As RR. apresentaram alegação de resposta, aí sustentando a manutenção da decisão recorrida.
***
Sendo o objecto do recurso balizado pelas conclusões do apelante, nos termos preceituados pelos art.º 635º, nº 4, e 639º, nº 1, ambos do Código de Processo Civil, as questões submetidas a recurso, delimitadas pelas aludidas conclusões, prendem‑se com:
. A nulidade da decisão recorrida por omissão de pronúncia;
. A ilegitimidade processual da A.
***
A factualidade com relevo para o conhecimento do objecto do presente recurso é a que decorre das ocorrências e dinâmica processual expostas no relatório que antecede.
***
Da nulidade por omissão de pronúncia
Segundo a al. d) do nº 1 do art.º 615º do Código de Processo Civil, a sentença é nula quando aí deixe de ser apreciada questão que devesse ser apreciada.
Quanto aos casos de omissão de pronúncia que conduzem à nulidade da sentença, refere Lebre de Freitas (in Código de Processo Civil Anotado, volume II): “Devendo o juiz conhecer de todas as questões que lhe estão submetidas, isto é, de todos os pedidos deduzidos, todas as causas de pedir e excepções invocadas e todas as excepções de que oficiosamente lhe caiba conhecer (art 660º/2), o não conhecimento do pedido, causa de pedir ou excepção cujo conhecimento não esteja prejudicado pelo anterior conhecimento de outra questão constitui nulidade (…)”.
Com efeito, decorre do nº 2 do art.º 608º do Código de Processo Civil que o juiz deve resolver todas as questões que as partes tenham submetido à sua apreciação, não podendo ocupar-se senão dessas questões suscitadas pelas partes, salvo se a lei permitir ou impuser o conhecimento oficioso de outras questões.
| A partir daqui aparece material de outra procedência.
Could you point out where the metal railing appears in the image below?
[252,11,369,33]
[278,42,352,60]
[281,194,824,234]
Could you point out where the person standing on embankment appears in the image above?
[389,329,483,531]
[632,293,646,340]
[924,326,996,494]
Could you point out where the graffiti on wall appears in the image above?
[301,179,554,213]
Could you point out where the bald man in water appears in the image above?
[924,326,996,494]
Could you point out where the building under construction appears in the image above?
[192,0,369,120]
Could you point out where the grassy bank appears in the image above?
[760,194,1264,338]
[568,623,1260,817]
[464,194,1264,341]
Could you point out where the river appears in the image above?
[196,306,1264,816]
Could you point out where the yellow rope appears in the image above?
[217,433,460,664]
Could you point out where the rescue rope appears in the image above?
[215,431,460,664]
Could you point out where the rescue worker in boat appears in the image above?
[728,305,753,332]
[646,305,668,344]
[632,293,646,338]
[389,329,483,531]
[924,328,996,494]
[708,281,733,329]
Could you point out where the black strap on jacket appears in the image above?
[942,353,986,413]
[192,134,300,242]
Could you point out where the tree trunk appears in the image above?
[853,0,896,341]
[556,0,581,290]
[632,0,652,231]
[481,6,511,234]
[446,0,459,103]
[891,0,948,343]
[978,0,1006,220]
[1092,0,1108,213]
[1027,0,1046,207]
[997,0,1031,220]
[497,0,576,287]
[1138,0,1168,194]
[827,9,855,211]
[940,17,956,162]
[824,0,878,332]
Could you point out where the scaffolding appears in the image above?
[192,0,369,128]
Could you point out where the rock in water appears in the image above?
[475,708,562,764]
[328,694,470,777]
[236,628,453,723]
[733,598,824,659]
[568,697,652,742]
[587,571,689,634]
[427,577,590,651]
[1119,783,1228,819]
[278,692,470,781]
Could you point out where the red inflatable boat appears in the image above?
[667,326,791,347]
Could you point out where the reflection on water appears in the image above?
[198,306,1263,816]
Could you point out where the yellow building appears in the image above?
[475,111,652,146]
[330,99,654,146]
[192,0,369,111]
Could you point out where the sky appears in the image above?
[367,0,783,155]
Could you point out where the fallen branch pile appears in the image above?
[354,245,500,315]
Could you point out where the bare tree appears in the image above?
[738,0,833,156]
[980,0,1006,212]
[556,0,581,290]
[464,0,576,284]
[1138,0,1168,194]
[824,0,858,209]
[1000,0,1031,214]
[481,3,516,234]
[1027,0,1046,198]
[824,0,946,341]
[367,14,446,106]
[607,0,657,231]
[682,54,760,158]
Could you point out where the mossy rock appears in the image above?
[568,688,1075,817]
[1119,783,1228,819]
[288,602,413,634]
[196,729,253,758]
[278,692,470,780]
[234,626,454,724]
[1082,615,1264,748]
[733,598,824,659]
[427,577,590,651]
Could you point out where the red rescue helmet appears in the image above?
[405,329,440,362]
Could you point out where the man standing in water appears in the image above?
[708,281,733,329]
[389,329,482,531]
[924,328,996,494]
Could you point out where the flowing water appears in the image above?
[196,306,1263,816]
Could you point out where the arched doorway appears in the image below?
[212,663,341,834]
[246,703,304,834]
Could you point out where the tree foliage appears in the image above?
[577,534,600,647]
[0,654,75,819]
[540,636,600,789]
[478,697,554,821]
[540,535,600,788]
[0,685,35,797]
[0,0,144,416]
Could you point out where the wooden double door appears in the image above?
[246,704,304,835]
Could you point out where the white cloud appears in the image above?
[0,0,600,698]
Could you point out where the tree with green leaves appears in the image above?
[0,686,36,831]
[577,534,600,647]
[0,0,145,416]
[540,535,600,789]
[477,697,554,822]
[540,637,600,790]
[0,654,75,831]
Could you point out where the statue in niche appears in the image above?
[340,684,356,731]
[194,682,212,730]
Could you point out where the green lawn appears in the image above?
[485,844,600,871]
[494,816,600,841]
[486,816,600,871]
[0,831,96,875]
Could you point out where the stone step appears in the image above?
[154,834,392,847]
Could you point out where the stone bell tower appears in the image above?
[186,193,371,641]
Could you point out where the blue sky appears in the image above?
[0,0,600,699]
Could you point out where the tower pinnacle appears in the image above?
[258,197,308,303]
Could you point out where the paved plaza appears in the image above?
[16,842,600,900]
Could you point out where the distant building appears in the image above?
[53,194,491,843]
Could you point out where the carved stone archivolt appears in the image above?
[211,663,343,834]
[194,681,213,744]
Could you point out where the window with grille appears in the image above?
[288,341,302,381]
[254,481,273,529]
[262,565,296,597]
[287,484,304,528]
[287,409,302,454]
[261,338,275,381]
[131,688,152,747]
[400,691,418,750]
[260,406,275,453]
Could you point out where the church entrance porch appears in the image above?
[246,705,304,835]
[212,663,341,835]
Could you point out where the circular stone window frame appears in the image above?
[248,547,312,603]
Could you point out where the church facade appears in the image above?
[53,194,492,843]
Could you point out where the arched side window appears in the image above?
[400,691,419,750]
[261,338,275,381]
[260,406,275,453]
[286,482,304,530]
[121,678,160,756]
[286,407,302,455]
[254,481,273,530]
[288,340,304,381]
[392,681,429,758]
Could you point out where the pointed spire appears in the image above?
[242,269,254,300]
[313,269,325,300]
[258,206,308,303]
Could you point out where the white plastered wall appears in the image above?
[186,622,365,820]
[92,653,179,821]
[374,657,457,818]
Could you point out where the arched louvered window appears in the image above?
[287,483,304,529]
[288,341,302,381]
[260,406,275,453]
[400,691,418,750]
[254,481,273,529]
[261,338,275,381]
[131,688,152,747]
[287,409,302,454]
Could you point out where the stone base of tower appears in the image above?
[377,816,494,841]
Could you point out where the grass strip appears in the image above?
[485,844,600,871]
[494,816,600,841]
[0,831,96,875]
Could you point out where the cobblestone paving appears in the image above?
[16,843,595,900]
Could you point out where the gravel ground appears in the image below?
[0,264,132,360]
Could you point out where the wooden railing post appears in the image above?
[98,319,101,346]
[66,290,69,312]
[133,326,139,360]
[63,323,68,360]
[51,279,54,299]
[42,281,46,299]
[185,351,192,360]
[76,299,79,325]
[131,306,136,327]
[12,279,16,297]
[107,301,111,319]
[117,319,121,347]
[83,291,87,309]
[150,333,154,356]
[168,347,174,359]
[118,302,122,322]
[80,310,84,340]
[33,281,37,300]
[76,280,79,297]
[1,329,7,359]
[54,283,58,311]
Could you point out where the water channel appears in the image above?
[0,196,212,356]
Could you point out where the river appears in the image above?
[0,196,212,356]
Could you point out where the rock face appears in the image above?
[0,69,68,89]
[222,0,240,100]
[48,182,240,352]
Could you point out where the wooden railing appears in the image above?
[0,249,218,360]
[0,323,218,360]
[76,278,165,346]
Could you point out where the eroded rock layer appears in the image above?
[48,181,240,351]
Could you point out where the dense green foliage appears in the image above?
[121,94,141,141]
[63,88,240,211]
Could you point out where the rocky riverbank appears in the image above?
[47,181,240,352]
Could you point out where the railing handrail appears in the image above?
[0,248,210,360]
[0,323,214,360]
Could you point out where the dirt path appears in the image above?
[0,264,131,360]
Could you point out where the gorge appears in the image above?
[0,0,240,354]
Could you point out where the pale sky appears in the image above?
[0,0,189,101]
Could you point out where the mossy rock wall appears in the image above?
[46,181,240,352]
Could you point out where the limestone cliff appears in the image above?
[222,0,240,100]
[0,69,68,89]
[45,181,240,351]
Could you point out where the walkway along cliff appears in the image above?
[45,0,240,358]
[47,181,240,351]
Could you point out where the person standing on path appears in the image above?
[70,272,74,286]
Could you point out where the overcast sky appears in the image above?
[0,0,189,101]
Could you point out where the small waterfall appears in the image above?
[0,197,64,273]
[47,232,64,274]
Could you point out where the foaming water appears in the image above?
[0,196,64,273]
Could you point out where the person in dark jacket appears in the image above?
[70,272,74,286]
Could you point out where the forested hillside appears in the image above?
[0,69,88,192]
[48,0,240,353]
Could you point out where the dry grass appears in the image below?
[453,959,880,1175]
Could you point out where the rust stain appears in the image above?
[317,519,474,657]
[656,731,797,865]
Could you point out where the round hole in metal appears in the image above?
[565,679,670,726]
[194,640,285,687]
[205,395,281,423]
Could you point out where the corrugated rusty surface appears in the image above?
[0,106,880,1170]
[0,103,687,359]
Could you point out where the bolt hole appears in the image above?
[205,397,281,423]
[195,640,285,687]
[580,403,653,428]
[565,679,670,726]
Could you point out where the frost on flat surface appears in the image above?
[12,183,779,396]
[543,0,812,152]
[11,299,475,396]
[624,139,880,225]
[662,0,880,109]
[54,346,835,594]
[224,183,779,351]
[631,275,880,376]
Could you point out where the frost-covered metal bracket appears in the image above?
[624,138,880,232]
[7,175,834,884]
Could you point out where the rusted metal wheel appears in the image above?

Do mesmo modo, aí se prescreve (nº 1) que “a sentença conhece, em primeiro lugar, das questões processuais que possam determinar a absolvição da instância, segundo a ordem imposta pela sua precedência lógica”.
Ou seja, “cumpre ao juiz apreciar as questões jurídicas ainda carecidas de resolução, obedecendo à ordem lógica que concretamente se revele mais eficiente”, o que “depende tanto do modo como foi conformada a acção como dos meios de defesa que foram apresentados”. E, a “não ser que a apreciação de alguma questão esteja prejudicada pela resposta dada a outra, o juiz deverá conhecer de todas elas, evitando, assim, a nulidade por omissão de pronúncia” (António Santos Abrantes Geraldes, Paulo Pimenta e Luís Filipe Pires de Sousa, Código de Processo Civil Anotado, vol. I, 2018, pág. 726).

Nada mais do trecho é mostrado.